If the witnesses are not able to understand the documents, they may not be able to provide the correct information when questioned about the mortgage. This could lead to problems down the road if there are any discrepancies with the mortgage. Therefore, the witnesses must be able to understand the mortgage documents before they sign them.

Who Cannot Be A Witness On A Mortgage Deed?

There are a few different categories of people who cannot be witnesses on a mortgage deed.

  • Firstly, anyone who is a party to the deed – that is, the borrower or lender – cannot act as a witness.
  • Anyone related to either party by blood, a civil partner, marriage or co-habiting also cannot serve as a witness. This includes spouses, parents, children, siblings, and anyone else who is related to either party.
  • Anyone who stands to gain or lose anything as a result of the deed – for example, a real estate agent who stands to earn a commission on the sale – is not allowed to witness the signing of the deed.
  • Anyone who is not of sound mind – that is, someone who is mentally incapacitated or under the influence of drugs or alcohol – cannot serve as a witness.
  • Anyone who is under the age of 18 cannot be a witness. Under this age, individuals are not deemed of sufficient maturity for their evidence to be relied on should it later prove necessary to verify the circumstances under which the execution took place. 
  • Depending on who your new lender is, a mortgage advisor may not be an acceptable witness.

As such, it is important to choose witnesses carefully when asking them to sign documents to ensure that the mortgage deed is legally binding.

Documents That Need Witnesses When Buying A House

There are a lot of documents that need to be signed to make a property purchase official and legally binding including; the transfer deed, the mortgage deed, the conveyancing certificate and title deeds.

  • One of the most important documents is the transfer deed, which transfers ownership of the property from the seller to the buyer. This document states that the property is being transferred from the seller to the buyer and includes all the relevant details such as the price, date of sale, and names of both parties. To be legally binding, the transfer deed must be witnessed by two independent adults and needs to be signed by both the buyer and seller.
  • Another important document is the mortgage deed which outlines the terms of the loan that the buyer is taking out to finance the purchase. This document outlines the terms of the mortgage, including the amount borrowed, interest rate, and repayment schedule and the mortgage deed also needs to be witnessed by two independent adults.
  • The conveyancing certificate, which is signed by the solicitor or conveyancer who carried out the legal work for the sale must be signed and witnessed too. This document confirms that all necessary checks have been carried out and that there are no outstanding issues with the property.
  • Finally, the seal on the title deeds must be witnessed by a solicitor or notary public. Once all of these documents have been witnessed and signed, the purchase of the property can complete.

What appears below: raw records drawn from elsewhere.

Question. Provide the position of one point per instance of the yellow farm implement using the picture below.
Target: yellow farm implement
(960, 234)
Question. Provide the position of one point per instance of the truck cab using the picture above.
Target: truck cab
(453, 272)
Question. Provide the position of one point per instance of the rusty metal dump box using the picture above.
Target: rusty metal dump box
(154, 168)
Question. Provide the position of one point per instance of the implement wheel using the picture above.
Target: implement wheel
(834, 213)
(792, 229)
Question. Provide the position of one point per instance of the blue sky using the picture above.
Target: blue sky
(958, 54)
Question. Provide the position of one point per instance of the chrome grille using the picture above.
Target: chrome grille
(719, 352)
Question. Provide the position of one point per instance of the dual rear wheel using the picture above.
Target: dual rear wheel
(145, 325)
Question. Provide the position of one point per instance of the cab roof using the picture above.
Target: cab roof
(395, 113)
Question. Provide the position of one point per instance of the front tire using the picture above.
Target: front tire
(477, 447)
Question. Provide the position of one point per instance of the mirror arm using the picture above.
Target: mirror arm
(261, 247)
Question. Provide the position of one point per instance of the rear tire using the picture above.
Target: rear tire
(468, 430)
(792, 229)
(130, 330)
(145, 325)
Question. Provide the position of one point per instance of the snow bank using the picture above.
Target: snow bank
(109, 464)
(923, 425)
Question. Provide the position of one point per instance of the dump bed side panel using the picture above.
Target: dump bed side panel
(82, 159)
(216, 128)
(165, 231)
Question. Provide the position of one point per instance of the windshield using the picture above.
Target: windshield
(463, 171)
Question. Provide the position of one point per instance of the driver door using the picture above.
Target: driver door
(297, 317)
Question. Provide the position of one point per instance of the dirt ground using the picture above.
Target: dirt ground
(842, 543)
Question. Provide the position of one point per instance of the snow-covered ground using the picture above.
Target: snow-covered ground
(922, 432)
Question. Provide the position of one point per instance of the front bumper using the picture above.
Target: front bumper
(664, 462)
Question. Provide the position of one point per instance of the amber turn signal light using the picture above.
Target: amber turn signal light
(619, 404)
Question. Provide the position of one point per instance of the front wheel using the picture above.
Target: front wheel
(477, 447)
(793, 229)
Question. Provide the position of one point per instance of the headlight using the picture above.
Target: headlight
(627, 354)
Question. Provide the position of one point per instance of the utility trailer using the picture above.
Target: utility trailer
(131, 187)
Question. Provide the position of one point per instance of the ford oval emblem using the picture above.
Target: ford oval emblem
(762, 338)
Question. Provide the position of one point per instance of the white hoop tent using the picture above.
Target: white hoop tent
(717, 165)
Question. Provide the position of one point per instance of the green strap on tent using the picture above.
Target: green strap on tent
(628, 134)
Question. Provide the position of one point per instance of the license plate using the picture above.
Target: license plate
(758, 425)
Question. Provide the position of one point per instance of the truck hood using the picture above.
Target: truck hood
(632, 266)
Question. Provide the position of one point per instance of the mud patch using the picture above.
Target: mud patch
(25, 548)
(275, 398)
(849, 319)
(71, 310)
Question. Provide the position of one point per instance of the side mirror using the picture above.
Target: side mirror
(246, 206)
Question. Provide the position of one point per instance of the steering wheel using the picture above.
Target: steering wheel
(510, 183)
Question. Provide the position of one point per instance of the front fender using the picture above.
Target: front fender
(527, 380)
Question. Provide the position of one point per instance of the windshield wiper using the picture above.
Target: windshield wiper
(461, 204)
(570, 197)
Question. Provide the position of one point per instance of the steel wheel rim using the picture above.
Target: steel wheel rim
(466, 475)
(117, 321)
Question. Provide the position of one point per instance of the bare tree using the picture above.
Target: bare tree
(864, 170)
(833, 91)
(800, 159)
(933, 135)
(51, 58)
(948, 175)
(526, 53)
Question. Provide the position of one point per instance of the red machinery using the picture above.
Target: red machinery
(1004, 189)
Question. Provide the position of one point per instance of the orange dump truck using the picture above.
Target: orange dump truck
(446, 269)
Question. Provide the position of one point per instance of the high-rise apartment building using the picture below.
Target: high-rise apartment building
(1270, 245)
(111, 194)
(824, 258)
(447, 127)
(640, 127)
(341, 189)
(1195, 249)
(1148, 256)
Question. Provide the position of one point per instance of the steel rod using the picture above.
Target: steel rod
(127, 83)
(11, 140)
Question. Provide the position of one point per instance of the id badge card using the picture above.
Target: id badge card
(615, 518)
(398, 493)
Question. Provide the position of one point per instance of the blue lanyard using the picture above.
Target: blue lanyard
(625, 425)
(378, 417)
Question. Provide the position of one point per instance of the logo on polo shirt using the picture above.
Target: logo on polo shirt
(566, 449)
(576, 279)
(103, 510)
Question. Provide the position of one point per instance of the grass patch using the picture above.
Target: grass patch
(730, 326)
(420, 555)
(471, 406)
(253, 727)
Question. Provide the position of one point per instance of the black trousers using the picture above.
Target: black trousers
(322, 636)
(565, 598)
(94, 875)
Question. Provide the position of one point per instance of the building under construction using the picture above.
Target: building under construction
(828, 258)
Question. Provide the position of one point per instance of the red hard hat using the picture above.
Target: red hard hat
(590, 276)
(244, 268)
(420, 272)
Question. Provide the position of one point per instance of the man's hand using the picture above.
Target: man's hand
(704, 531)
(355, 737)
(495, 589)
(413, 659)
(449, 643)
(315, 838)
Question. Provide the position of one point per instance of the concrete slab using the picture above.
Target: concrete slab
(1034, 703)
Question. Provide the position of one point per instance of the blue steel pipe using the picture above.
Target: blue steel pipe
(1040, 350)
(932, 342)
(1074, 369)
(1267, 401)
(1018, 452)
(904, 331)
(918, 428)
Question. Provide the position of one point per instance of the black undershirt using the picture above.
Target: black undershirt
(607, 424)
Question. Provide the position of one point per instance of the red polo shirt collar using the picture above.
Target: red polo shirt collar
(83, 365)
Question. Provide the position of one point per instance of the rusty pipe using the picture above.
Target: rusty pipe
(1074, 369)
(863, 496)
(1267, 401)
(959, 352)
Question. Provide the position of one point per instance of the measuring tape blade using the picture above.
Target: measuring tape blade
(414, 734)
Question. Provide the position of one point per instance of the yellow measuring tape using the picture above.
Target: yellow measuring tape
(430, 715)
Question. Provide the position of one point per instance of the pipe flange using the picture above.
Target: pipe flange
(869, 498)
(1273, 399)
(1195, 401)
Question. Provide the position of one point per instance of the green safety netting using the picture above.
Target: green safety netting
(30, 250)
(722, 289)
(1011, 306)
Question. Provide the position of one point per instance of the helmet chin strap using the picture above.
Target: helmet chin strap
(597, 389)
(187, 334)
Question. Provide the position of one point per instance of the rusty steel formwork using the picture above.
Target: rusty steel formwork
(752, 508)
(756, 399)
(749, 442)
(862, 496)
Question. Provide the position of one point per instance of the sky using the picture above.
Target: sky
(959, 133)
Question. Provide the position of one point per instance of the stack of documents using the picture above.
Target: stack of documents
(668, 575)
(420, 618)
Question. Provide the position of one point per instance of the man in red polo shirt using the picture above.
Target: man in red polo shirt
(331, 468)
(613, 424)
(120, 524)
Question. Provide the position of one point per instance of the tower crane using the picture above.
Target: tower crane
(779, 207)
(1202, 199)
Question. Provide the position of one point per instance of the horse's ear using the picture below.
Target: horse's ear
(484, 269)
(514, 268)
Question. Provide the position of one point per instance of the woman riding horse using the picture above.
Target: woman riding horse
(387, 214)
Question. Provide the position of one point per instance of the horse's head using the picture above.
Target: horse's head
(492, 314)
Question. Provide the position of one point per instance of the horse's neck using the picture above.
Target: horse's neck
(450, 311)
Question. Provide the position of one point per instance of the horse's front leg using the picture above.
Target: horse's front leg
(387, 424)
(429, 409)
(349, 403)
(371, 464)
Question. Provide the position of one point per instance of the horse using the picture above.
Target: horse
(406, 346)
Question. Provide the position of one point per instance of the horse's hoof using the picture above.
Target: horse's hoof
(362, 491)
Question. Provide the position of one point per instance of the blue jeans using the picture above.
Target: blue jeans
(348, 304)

You should always make sure that you have properly read and understood all of the terms and conditions of the mortgage agreement before you sign the Mortgage Deed.

Mortgage Offer Vs Mortgage Deeds

There is so much terminology flying around during the process of buying a home that it can be easy to get terms confused. Two phrases which often get muddled up are mortgage offer and mortgage deed so let’s clarify the key difference between these two documents.

  • A mortgage offer is a document that sets out the terms and conditions of a mortgage loan. A mortgage offer will usually state the amount of the loan, the interest rate, the repayment period, and any other relevant terms and conditions.
  • A mortgage deed is a legal document that transfers the ownership of a property from the borrower to the lender. A mortgage deed will typically be signed by the borrower and witness and will be registered with the HM Land Registry.

While a mortgage offer is an important document, it is the mortgage deed that ultimately transfers ownership of the property. As such, it is essential to ensure that all the terms and conditions set out in the mortgage offer are accurately reflected in the mortgage deed.